A pilot is where we both get to ask, “Is this even a good idea for your context?”—without anyone pretending it’s already business as usual.

That might mean taking a single component—say, a coursework project or a practical—and running a comparative judgement session alongside the existing marking approach. We’re not trying to re‑engineer their entire system. We’re trying to learn.

In a good pilot, questions are more important than features. Do judges reach more stable decisions when they compare work instead of scoring it? Do standards become easier to articulate and share? Does this give the exam body a story they could explain to teachers, unions and the public?

Technically, the rule is simple: use the platform as it is. We rely on the existing 💻|Studio, 🔗|Hub and 📳|Live tools, and the APIs we’ve already committed to. If we hit a limitation, we don’t hack around it for just one customer; we capture it as product feedback. The pilot earns the right to influence the roadmap, not to fork it.

Step 2: Prototype – prove a pattern, not a one‑off

If a pilot shows promise, the next question is: can this become a repeatable part of how you work?

That’s where the prototype comes in. Here we’re not just asking “does ACJ work on this component?” but “is there a pattern we can use again and again across your portfolio?”

The prototype might take the same comparative judgement workflow and apply it to several components across different subjects. Or it might explore how standards created in RM Compare flow into existing on‑screen marking systems, so that examiner training and monitoring are anchored in real student work. Or it might be a full exam‑series AI validation study, where we check an automated marker against a human judgement standard.

The important thing is that what we do at this stage is describable. We should be able to write it down as a configuration template, a short set of API calls, a playbook that a local team can follow. If the only way to repeat it is to fly the original project team back in and reinvent everything, then we haven’t built a prototype. We’ve just done a bigger pilot.

For the exam body, this phase is about confidence: confidence that they can run this themselves, that it fits their operational and political reality, and that it doesn’t require burning down what already works.

Step 3: Product – treating judgement as infrastructure

Only once a pattern has survived contact with real life do we talk about products in the full sense: contracts, capacity, multi‑year commitments.

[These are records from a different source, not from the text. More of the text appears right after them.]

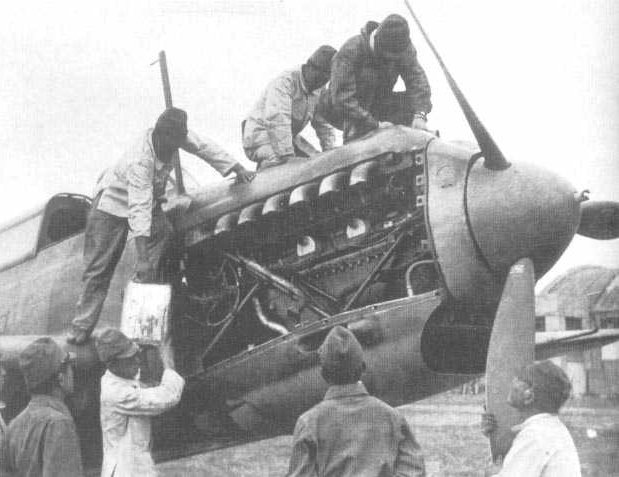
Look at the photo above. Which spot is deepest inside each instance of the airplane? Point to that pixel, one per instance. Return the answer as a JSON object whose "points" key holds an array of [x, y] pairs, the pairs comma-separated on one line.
{"points": [[419, 245]]}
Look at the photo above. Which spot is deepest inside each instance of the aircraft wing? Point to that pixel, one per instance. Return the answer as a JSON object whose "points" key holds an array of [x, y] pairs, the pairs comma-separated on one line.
{"points": [[555, 343]]}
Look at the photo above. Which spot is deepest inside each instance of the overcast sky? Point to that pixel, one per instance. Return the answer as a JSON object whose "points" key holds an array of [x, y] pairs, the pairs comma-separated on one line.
{"points": [[77, 85]]}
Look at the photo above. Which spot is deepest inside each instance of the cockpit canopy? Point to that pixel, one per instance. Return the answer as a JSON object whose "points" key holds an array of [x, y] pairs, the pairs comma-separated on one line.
{"points": [[63, 216]]}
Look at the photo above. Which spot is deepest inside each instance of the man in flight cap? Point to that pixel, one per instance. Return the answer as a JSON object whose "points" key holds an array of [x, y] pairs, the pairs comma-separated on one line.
{"points": [[42, 439], [127, 406], [128, 199], [271, 131], [351, 433], [363, 74], [542, 445]]}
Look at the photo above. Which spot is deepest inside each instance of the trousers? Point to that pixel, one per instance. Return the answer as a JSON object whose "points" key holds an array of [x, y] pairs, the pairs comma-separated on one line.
{"points": [[104, 242], [395, 107]]}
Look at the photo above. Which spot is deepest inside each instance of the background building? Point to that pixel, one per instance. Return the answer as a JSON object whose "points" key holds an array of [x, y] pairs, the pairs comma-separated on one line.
{"points": [[584, 298]]}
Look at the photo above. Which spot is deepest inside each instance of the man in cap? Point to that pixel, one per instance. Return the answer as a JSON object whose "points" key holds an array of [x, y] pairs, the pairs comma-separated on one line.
{"points": [[351, 433], [286, 106], [542, 446], [128, 198], [364, 71], [127, 406], [42, 439]]}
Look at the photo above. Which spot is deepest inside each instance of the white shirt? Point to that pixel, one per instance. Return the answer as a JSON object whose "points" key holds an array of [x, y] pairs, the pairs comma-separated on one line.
{"points": [[543, 447], [132, 186], [126, 410]]}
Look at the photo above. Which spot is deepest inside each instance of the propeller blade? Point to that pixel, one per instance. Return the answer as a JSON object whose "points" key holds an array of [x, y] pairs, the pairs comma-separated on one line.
{"points": [[493, 157], [599, 220], [512, 346]]}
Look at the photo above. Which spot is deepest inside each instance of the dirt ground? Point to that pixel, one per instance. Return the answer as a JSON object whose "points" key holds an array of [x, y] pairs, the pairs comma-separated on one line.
{"points": [[447, 428]]}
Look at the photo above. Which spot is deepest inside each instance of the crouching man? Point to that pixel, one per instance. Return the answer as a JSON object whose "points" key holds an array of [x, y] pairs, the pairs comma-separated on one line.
{"points": [[351, 433], [542, 447], [127, 406], [42, 439]]}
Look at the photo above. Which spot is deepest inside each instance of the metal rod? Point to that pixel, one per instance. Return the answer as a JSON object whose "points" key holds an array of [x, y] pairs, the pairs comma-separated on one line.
{"points": [[373, 273], [234, 314], [167, 95], [279, 329], [319, 291]]}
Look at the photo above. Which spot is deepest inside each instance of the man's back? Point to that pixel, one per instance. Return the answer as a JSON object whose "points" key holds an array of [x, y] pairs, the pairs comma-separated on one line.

At this point, RM Compare stops being “something we used in a project once” and becomes part of the assessment infrastructure. It sits alongside item banking, on‑screen marking and other functions as a standard tool: the place where human judgement is captured, aggregated and governed at scale.

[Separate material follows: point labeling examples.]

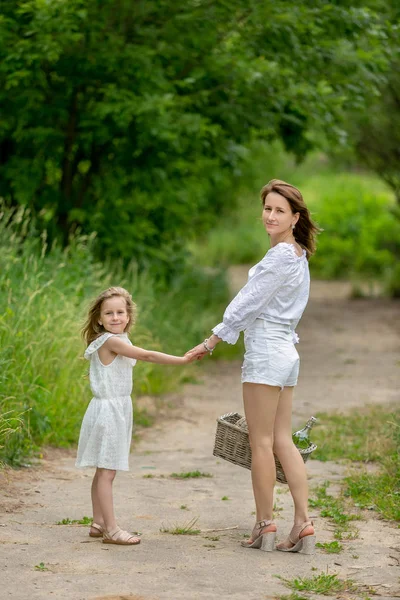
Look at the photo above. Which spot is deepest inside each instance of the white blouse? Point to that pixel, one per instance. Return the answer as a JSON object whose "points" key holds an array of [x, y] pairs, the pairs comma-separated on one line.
{"points": [[277, 290]]}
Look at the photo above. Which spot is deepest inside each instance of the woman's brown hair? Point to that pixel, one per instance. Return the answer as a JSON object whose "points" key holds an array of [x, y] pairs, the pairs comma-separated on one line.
{"points": [[305, 231], [92, 329]]}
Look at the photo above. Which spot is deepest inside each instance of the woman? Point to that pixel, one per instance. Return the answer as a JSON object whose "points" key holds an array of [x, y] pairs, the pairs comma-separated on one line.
{"points": [[268, 309]]}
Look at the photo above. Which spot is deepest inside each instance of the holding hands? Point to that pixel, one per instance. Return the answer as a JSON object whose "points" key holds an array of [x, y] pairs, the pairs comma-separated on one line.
{"points": [[206, 347]]}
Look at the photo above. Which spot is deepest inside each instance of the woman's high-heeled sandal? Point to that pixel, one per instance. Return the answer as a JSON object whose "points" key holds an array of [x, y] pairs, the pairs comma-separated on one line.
{"points": [[264, 540], [120, 537], [304, 544], [98, 530]]}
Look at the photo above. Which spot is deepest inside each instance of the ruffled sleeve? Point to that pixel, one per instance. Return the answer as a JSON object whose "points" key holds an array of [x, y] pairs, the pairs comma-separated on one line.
{"points": [[269, 275], [96, 344]]}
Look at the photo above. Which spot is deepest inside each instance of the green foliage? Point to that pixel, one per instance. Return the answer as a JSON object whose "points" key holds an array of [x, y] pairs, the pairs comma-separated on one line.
{"points": [[356, 211], [44, 294], [330, 547], [372, 436], [363, 435], [132, 119], [190, 475], [324, 584], [185, 529], [68, 521]]}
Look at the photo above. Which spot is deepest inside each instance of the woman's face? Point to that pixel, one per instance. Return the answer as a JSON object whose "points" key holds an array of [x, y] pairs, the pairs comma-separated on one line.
{"points": [[277, 214]]}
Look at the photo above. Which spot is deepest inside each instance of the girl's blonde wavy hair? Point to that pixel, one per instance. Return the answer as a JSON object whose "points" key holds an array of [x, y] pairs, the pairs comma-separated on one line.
{"points": [[306, 230], [92, 329]]}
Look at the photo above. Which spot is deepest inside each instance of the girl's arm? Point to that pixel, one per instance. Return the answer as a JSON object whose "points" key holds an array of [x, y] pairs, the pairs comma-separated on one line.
{"points": [[118, 346], [200, 350]]}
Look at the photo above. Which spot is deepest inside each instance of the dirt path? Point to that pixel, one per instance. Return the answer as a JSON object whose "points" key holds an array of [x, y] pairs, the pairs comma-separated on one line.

Practically, that might look like an enterprise licence rather than a tangle of one‑off fees. It might look like annual judgement‑capacity bands instead of per‑component deals, so the organisation is free to move components in and out as needs change. It might include a standing option to run AI validation studies whenever they roll out or update automated marking.

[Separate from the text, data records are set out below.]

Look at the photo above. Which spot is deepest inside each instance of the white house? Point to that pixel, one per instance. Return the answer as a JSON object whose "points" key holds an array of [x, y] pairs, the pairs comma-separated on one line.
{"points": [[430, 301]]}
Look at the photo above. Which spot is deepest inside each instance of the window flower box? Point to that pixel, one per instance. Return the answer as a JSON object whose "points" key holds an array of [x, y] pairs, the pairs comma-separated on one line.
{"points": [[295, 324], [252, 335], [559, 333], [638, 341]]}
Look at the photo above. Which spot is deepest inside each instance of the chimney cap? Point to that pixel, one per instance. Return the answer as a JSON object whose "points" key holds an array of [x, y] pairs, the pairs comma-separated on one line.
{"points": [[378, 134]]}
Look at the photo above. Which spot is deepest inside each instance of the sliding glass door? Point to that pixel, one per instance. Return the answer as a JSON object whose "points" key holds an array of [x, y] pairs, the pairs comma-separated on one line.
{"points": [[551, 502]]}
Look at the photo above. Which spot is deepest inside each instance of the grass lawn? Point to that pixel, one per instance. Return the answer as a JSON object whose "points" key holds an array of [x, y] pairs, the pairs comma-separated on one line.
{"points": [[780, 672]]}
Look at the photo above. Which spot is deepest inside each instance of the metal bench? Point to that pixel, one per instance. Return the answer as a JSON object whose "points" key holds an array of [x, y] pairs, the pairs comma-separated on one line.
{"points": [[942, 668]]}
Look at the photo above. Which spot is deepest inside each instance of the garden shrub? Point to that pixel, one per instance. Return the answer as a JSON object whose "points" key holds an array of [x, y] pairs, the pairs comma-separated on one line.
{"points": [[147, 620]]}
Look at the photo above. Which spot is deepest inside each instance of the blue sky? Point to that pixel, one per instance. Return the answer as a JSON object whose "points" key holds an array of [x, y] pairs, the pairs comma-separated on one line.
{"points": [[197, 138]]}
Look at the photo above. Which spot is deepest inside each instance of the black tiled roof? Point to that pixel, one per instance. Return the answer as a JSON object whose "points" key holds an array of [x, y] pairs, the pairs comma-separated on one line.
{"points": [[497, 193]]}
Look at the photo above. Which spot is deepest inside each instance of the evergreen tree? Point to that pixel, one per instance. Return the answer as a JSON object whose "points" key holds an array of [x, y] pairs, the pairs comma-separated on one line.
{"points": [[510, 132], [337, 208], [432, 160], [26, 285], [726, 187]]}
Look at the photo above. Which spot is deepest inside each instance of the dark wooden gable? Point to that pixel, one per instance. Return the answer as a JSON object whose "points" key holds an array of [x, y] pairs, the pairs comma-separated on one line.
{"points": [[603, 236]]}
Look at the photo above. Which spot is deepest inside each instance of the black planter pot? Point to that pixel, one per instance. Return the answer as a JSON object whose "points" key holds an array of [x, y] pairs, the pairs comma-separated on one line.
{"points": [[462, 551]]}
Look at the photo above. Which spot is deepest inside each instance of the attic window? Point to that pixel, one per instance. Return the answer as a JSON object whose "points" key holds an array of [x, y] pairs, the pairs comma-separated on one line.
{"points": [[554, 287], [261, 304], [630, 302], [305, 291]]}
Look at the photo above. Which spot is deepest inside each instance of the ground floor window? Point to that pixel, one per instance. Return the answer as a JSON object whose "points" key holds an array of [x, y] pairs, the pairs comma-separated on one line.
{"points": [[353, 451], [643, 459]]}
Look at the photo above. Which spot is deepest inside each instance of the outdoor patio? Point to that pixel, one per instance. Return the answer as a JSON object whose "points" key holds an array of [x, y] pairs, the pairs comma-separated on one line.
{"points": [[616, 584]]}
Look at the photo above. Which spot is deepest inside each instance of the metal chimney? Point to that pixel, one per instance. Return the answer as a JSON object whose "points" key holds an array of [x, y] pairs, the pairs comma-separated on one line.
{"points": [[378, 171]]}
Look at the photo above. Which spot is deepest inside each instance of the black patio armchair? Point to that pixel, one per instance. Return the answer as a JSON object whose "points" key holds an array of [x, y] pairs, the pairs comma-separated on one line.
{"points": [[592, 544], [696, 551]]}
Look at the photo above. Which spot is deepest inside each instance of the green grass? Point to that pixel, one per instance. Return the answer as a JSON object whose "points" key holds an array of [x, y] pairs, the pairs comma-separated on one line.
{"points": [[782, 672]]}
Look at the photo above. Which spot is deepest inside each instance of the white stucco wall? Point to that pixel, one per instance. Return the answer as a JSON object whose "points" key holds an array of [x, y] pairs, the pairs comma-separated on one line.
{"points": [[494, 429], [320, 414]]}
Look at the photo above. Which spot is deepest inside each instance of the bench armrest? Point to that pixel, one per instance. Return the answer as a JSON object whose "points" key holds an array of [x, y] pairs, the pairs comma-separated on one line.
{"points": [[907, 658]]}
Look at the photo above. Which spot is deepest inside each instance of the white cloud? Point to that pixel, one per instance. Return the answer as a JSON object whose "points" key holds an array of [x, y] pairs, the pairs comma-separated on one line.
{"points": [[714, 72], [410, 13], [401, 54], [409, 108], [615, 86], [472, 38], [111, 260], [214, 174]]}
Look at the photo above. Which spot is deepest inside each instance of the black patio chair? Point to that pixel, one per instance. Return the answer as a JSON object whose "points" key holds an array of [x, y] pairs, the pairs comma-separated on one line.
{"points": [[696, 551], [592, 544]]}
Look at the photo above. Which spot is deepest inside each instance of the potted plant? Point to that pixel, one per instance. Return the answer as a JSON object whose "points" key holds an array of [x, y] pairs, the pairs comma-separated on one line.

More important than the commercial detail is the shift in ownership. The exam body’s own people, and their local partners, own the “final mile”: choosing where to use comparative judgement, running sessions, interpreting outputs. Our job becomes keeping the platform coherent, predictable and well‑documented, so it can support many different stories without having to be rewritten for each one.

Why this path suits high‑stakes assessment

It aligns with how they already manage risk. Research, then pilot, then phased implementation is baked into their culture. A Pilot → Prototype → Product path simply gives that rhythm clearer stages and names in the context of comparative judgement and AI.

It keeps humans at the centre. Comparative judgement uses human experts to define and maintain standards. Those standards can then be used to train examiners, to audit consistency and, if desired, to test whether AI systems are behaving. The infrastructure exists to support human judgement, not to bypass it.

And it preserves optionality. At any point, the organisation can decide that the world isn’t ready, or that other priorities have overtaken this one, and step off the path without having bet the system on a single all‑or‑nothing change.

For us, it also guards the integrity of RM Compare as a product. Instead of vanishing into a few custom national implementations, the platform stays global, with a roadmap that serves all of its users.

Growing together, not bolting on

We’re reflecting this approach in how we talk about RM Compare publicly. Rather than presenting a grab‑bag of services, we’re starting to describe a relationship that can grow in clear stages: a pilot to explore the fit, a prototype to prove a pattern, then a product that becomes part of the exam body’s core infrastructure.

If that’s you, the invitation is straightforward: start small, with one component and a clear question. Use the pilot to learn. Use the prototype to prove a pattern. Then, when you are ready, turn judgement into the infrastructure that everything else can lean on.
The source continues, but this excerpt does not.